По ночам в аспирантском общежитии (иногда меня оставляли ночевать в мужской комнате этажом выше) было слышно, как где-то лают собаки. Лаяли они изнемогая и глухо, точно из-под земли. Собаки посреди Москвы?
— Это Бобкины подопытные, — объяснила мне как-то Ангелина и показала в окно. — Вон в том здании обитают...
С Бобкой я знаком мельком. Он, кроме диссертации, пишет рассказы о бренности собачьего существования, — я его понимаю.
Квартирую я в эту пору возле Павелецкого вокзала, на товарной станции, являюсь к Ангелине после работы на путях, измерзший за день, наскоро умывшийся. Одет я в старое драповое пальто с накладными карманами, на голове рыжая папаха, купленная сгоряча сразу после демобилизации. Папаха оказалась мала мне, уши у меня постоянно мерзнут, — денег на ушанку я не соберу никак...
— Люляев пришел, Люляев! — встречает меня Света Скоромная, смуглое лицо ее с морщинками возле глаз и с неумело подкрашенными губами сияет откровенной радостью, так что Ангелина под общий смех каждый раз повторяет:
— Смотри, Люляев, как она тебя любит! Почему бы вам, милейшие, не договориться за моей спиной?..

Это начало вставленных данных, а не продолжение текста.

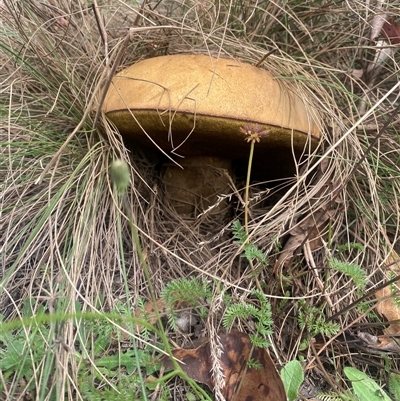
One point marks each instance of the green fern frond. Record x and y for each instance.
(355, 272)
(191, 290)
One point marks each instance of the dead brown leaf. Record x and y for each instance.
(242, 383)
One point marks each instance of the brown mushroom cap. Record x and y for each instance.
(196, 104)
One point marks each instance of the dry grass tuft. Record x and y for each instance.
(64, 236)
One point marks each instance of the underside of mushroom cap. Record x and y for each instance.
(193, 105)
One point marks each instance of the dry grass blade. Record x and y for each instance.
(66, 244)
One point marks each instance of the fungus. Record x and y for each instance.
(194, 108)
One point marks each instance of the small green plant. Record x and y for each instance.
(312, 318)
(394, 386)
(355, 272)
(365, 388)
(292, 377)
(261, 314)
(105, 372)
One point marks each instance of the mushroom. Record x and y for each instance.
(194, 108)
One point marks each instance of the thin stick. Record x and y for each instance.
(102, 30)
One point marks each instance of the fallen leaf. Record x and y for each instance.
(242, 383)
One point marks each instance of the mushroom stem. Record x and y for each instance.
(246, 196)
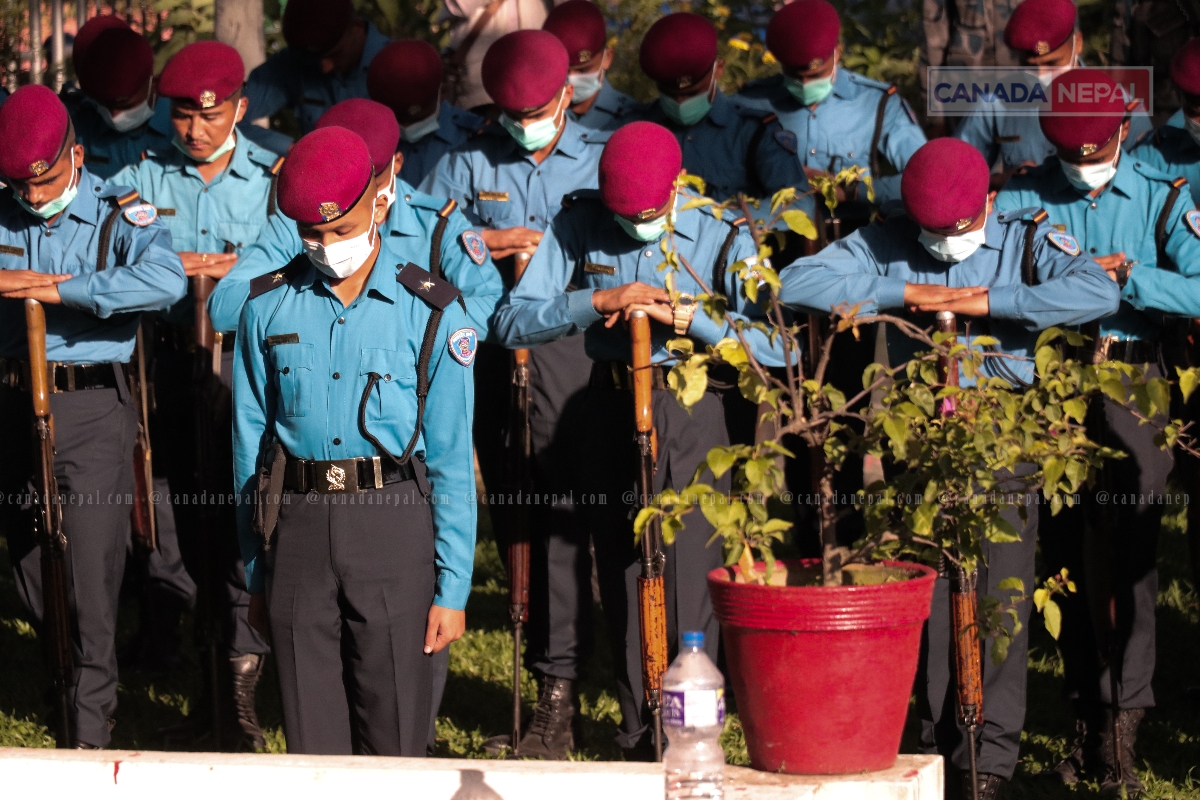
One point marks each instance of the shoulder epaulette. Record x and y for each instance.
(433, 290)
(264, 283)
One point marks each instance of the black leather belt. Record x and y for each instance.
(67, 377)
(343, 475)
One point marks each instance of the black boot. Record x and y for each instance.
(1120, 768)
(245, 731)
(551, 732)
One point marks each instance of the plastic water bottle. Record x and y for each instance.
(693, 717)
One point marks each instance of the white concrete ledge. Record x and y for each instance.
(153, 775)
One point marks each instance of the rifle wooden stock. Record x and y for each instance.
(48, 529)
(651, 590)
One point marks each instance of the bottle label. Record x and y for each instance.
(699, 708)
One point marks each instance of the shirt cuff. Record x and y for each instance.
(579, 306)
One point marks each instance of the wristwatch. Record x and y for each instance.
(684, 310)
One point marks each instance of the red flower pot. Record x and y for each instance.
(822, 674)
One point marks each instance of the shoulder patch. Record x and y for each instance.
(474, 245)
(433, 290)
(1066, 242)
(787, 140)
(141, 214)
(1193, 220)
(463, 343)
(276, 278)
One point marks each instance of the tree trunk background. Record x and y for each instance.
(239, 23)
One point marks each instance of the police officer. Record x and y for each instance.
(407, 78)
(353, 390)
(732, 148)
(53, 220)
(511, 180)
(948, 253)
(114, 108)
(832, 118)
(609, 246)
(213, 188)
(325, 61)
(597, 106)
(1143, 228)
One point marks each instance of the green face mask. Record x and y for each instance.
(58, 204)
(534, 136)
(810, 92)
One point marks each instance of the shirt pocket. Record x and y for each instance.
(293, 371)
(394, 395)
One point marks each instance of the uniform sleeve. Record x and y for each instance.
(977, 131)
(276, 245)
(449, 461)
(252, 417)
(144, 274)
(768, 353)
(540, 310)
(1072, 289)
(846, 272)
(480, 283)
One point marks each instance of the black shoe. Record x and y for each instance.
(1120, 769)
(246, 732)
(551, 732)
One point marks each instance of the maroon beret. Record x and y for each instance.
(88, 34)
(637, 168)
(1086, 108)
(405, 76)
(204, 73)
(678, 50)
(804, 34)
(117, 65)
(525, 70)
(580, 26)
(1039, 26)
(324, 175)
(316, 25)
(34, 127)
(375, 124)
(1186, 67)
(945, 185)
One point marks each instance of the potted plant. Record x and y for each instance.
(822, 654)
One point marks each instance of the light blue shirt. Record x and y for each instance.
(585, 247)
(837, 133)
(1122, 218)
(455, 126)
(289, 391)
(293, 79)
(99, 317)
(407, 232)
(873, 265)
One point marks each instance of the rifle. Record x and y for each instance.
(964, 601)
(142, 517)
(48, 527)
(519, 545)
(652, 608)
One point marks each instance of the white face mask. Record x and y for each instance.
(953, 248)
(342, 258)
(1089, 178)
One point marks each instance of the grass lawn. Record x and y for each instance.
(478, 701)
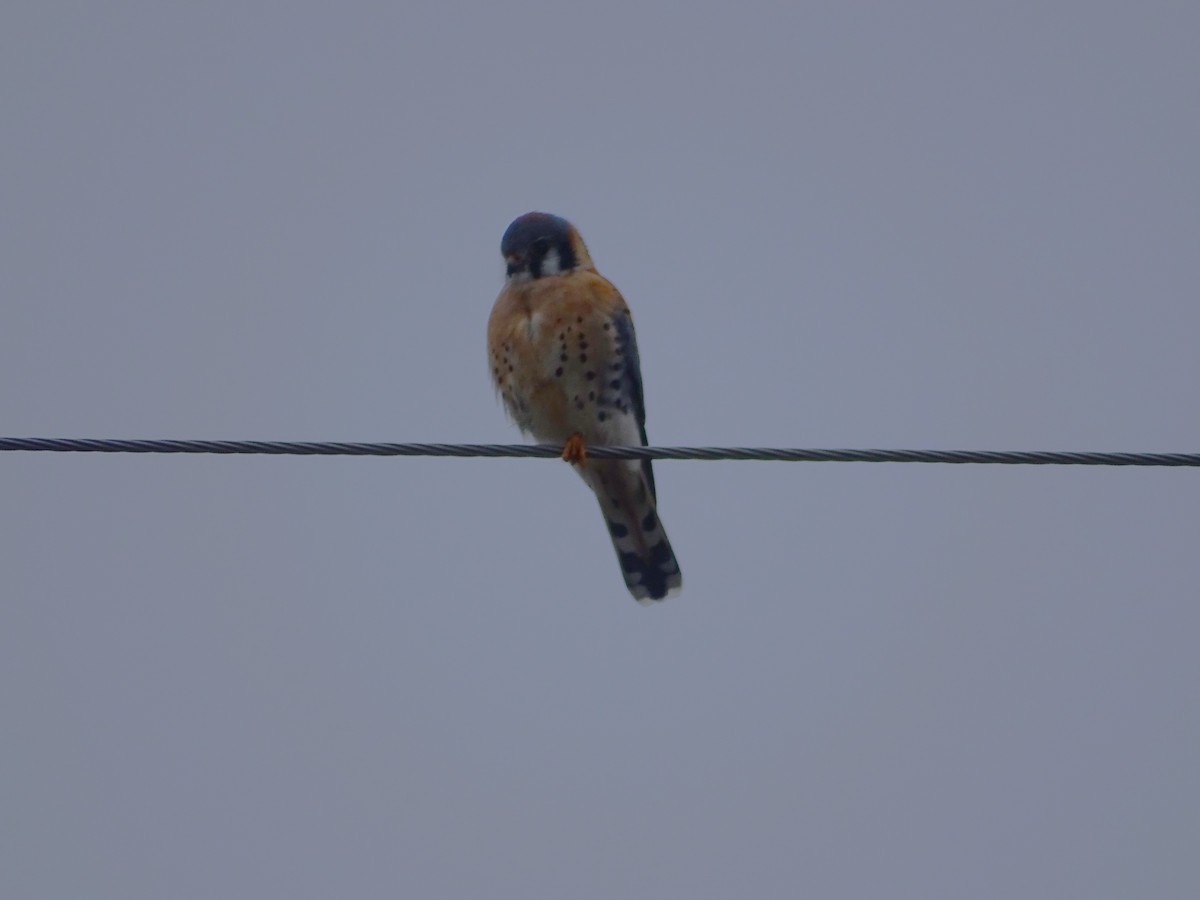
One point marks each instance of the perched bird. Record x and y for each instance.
(564, 359)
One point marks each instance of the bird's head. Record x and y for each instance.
(539, 245)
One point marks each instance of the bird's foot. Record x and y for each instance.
(575, 450)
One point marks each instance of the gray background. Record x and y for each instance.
(838, 225)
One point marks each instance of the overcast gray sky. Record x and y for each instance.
(838, 225)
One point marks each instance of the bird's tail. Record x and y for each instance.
(625, 490)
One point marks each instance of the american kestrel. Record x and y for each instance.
(564, 359)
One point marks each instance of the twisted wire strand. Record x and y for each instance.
(325, 448)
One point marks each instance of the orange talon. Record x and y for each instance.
(575, 450)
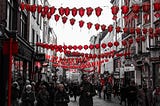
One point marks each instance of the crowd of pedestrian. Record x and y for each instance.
(43, 93)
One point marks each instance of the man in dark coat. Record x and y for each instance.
(87, 91)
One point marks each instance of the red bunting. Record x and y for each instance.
(61, 11)
(81, 23)
(97, 26)
(146, 7)
(72, 21)
(89, 25)
(110, 44)
(52, 10)
(39, 8)
(81, 11)
(67, 11)
(103, 27)
(22, 6)
(56, 17)
(98, 11)
(64, 19)
(74, 11)
(89, 11)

Произносится все это небрежно, выжидающе, как будто каждый раз она испытывает судьбу, на что Света обычно отвечает:
— А мы уже договорились, да только никому не болтаем, правда, Люляев?
И тоже как бы поддразнивая не столько Ангелину, сколько самое себя, да и меня тоже... Я отмалчиваюсь, довольно растерянно, должно быть, улыбаюсь, — общее веселье усиливается. Тогда я беру первый попавшийся под руку журнал из груды на круглом столе, сосредоточенно листаю, пока не натыкаюсь на что-нибудь вроде «Тайны неизлечимых недугов».
Недуги, понимаемые широко, меня давно интересуют: например, болезни общества...
Ангелина отнимает у меня «Тайны», берется стягивать с меня пальто, начинает оглядывать изучающим, цепким взглядом, точно впервые видит, и доброжелательно говорит:
— Давай не изображай из себя человека не от мира сего... Хочешь есть?
— Разве можно об этом спрашивать? — всплескивает руками Света. — Сади за стол и корми! Человек с мороза пришел.
В комнате у них пахнет духами, книгами, принесенными из клиники, которые, конечно же, пахнут по-особому, несут на себе невидимые печати страдания и исцеления; фонендоскоп свешивается через никелированную спинку кровати; натертый паркет «елочкой» — приятного теплого тона. Скрытые за панелями калориферы нагнетают тепло, окна необыкновенно высоки, видно движение облачных громад где-то над Пресней; и после жилого вагона, в котором у нас поселились прочные запахи каменного угля, солярки и солидола — от рабочей одежды, висящей тут же в закутке, — после вагона, в котором терпко пахнет морозным железом, креозотовыми шпалами и всеми ароматами Москвы-Товарной, я чувствую себя словно в ином измерении. Так оно и было: иное, несравнимое!